Infatti, come è noto, ieri un Berlusconi a briglie sciolte da un lato ha proclamato di aver “riallacciato i rapporti” con il caro amico Putin, dall’altro si è detto sicuro della nomina della sua fedelissima Maria Elisabetta Casellati al Ministero della Giustizia (“Meloni ha detto di sì”, dichiara). Peccato che la premier “in pectore” lo smentisca anche su questo, confermando la preferenza per Carlo Nordio.
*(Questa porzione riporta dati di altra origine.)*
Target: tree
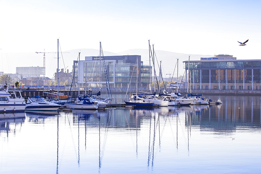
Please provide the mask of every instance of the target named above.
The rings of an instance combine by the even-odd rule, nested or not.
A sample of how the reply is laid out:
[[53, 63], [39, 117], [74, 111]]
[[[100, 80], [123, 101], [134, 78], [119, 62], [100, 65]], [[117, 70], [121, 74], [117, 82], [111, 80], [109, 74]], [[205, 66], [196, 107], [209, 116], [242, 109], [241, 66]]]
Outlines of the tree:
[[8, 83], [11, 81], [11, 77], [7, 74], [3, 74], [0, 76], [0, 84]]
[[19, 87], [19, 82], [16, 81], [15, 83], [15, 86], [16, 88], [18, 88]]

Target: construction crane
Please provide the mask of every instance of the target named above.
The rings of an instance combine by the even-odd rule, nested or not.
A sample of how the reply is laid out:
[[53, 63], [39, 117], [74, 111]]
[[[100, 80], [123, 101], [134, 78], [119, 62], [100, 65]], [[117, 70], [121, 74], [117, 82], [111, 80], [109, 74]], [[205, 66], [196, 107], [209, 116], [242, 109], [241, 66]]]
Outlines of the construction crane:
[[170, 75], [172, 75], [172, 74], [166, 74], [166, 75], [169, 75], [169, 78], [170, 78], [171, 77], [171, 76], [170, 76]]
[[[45, 51], [45, 49], [44, 49], [44, 52], [36, 52], [35, 53], [38, 54], [38, 53], [44, 53], [44, 67], [45, 67], [45, 53], [57, 53], [57, 52], [46, 52]], [[69, 52], [59, 52], [59, 53], [70, 53]]]

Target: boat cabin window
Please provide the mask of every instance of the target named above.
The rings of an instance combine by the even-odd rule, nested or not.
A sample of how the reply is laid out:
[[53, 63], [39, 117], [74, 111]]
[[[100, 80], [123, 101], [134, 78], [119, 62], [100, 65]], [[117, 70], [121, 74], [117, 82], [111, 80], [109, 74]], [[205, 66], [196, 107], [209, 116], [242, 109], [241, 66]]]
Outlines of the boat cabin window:
[[33, 102], [47, 102], [43, 97], [32, 97], [30, 98]]
[[8, 100], [7, 97], [0, 97], [0, 101], [7, 101]]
A questo punto il colloquio dell’altro ieri in via della Scrofa (“nomina sunt omina”), la Canossa di Berlusconi, mi ricorda il “cuntu d’i sette surdi” (il racconto dei sette sordi) di cui sentivo parlare da bambino a Bagheria e che più o meno era sintetizzabile in questo dialogo fra (solo due) sordi:
“Ciao, sei andato al mare?”
“No, sono andato al mare”.
“Ah, mi pareva che fossi andato al mare”.
In sintesi, come si dice qui a Palermo, per il nuovo governo “di alto profilo” siamo proprio a mare.